Pre-trade, historical data is essential in market analysis that influences trading strategies, particularly algorithmic and automated strategies that consider multiple data references to inform trading triggers and directions. Analysts rely on historical trade data to identify trends and patterns that may influence future market direction – and in turn, associated trading decisions. Post-execution, trades must be reconciled and reported in different ways to different internal and external audiences – counterparties, clients and regulatory reporting venues.

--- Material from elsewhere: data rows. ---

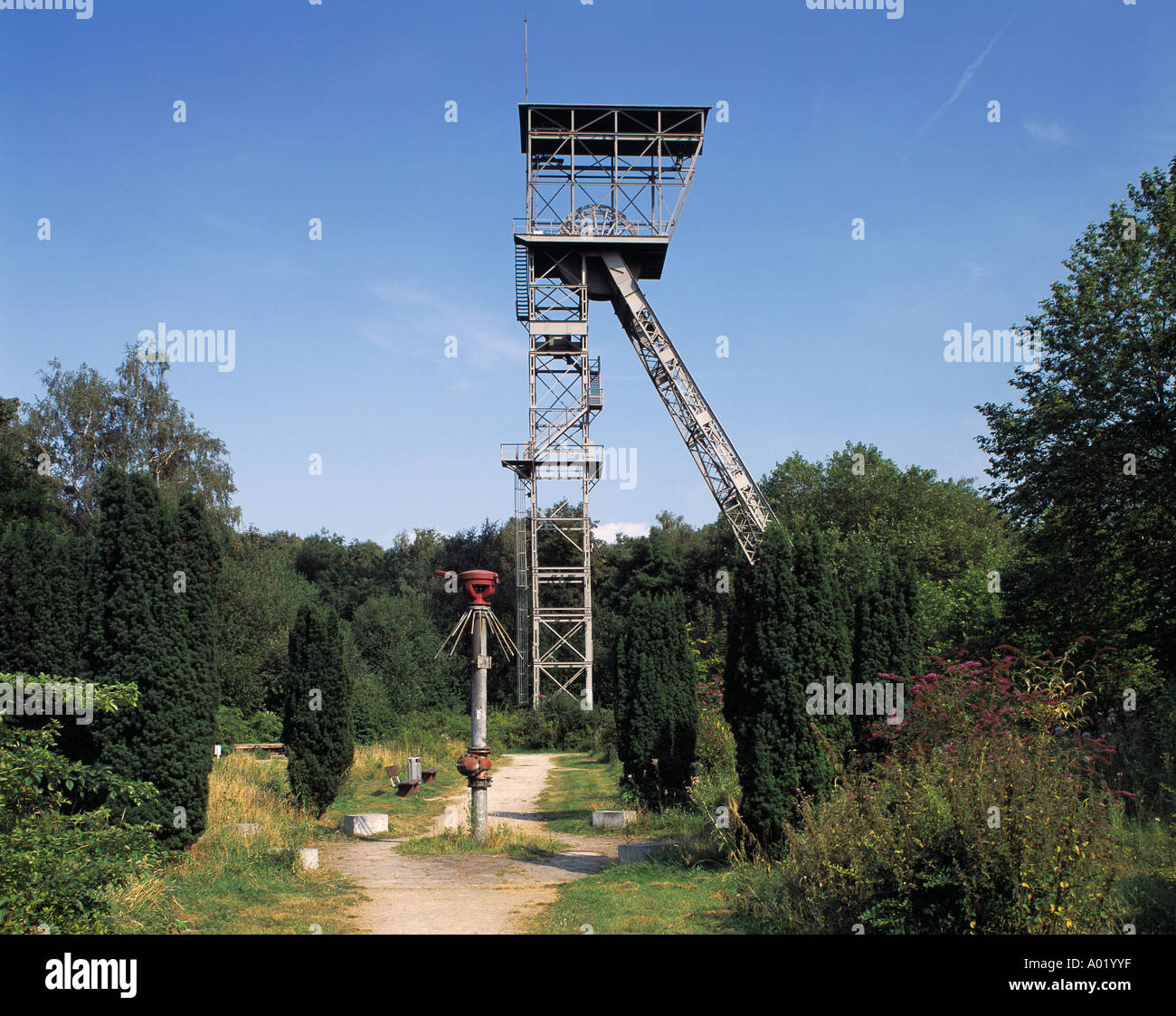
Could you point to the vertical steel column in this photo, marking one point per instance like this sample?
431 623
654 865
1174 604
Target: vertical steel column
479 663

Reference data is absolutely critical to this process – it is the essential data that makes sense of every trade and enables transactions to be decoded and interpreted across the trading cycle. At the same time, the multitude of data points required to identify different trading venues, counterparties, asset classes – and the complexity of the products, particularly in the derivatives market – creates a vast pool of reference data, which can be very tricky to manage. As observed in our previous articles, this complexity is exacerbated further by the lack of consistency – and indeed lack of industry standards – in the way any traded instrument might be described. Different venues and data aggregation services may call the same thing by a slightly – or entirely – different name.

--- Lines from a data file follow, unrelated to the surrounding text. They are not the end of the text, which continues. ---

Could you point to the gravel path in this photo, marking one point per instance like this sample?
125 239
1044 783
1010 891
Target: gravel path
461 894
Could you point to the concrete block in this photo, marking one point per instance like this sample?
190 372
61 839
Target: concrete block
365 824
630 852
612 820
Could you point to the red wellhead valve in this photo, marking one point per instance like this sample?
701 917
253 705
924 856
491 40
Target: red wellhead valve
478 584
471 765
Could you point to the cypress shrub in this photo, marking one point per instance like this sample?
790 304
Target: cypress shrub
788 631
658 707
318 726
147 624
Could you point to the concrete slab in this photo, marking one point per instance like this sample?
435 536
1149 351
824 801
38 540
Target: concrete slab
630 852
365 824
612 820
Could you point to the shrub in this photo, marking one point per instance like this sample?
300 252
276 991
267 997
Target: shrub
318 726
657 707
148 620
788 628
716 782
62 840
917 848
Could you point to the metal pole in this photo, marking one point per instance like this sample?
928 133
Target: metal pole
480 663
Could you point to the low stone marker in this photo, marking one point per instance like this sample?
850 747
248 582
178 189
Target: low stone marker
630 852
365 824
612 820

To illustrate this point, a firm might be taking data from ICE, Eurex and the European Energy Exchange, and perhaps other consolidated feeds from big data aggregators, which may all be delivered in different formats that cause programming and processing headaches.

Still no sign of data standardisation

As Stephen Bruel, Coalition Greenwich, noted in a recent article (March 2024): “Derivatives are an integral component of the financial and asset management ecosystem and the potential for increasing volatility in an environment of elevated interest rates and economic uncertainty has shined a spotlight directly on the market structure that supports these instruments. Accommodating additional volumes and complexity requires an improved operating environment. [For] intermediaries in the derivatives market, the development and adoption of operational standards at the global level would be a game changer.”

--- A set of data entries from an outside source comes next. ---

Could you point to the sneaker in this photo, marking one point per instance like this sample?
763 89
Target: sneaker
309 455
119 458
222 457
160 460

In addition to a lack of standardisation in what things are called, financial intermediaries and counterparties have the added challenge of how they access data – for some banks this can mean having to have 100s of different feeds from multiple exchanges and venues and associated processes to assimilate the data and map vendor codes to various front, middle and back office applications. Trading businesses and firms can do this themselves, of course, by resourcing and building internal knowledge and expertise in these disciplines. In-house developers may be tasked with creating programmes to ingest and standardise data in multiple different formats. The challenge, of course, is the moving feast of trading venues, traded instruments and trading counterparties. There’s an element of Whackamole here – as fast as one data normalisation and mapping is resolved, another will have emerged.

Alternatively, firms can make life easier for themselves by connecting to a data provider like FOW to manage the data normalisation and mapping complexities, acting as a single source of data that can be relied upon as the ‘golden truth’ to support all of the workflows and processes in each trading business ecosystem. This approach mitigates concerns about the quality and integrity of the reference data being fed into the transaction lifecycle ‘machine’, removing a great deal of pain and effort from the data management process.

It’s also important to emphasise that because FOW focus specifically on futures and options reference data, we are a true ‘subject matter expert’ that has built up an enormous knowledge and experience base. FOW has a vested interest in ensuring we are always in step with industry trends, movements and changes, and able to respond quickly to seamlessly assimilate new data, and data fields, into our service mix, normalised and standardised as required to deliver the data to our customers.

Providing a single set of normalised, pre-formatted and even pre-mapped data for multiple exchange and trading venue feeds simply makes more sense, not least because of the benefits of scale that can be delivered in terms of adding new venues and instruments into the mix.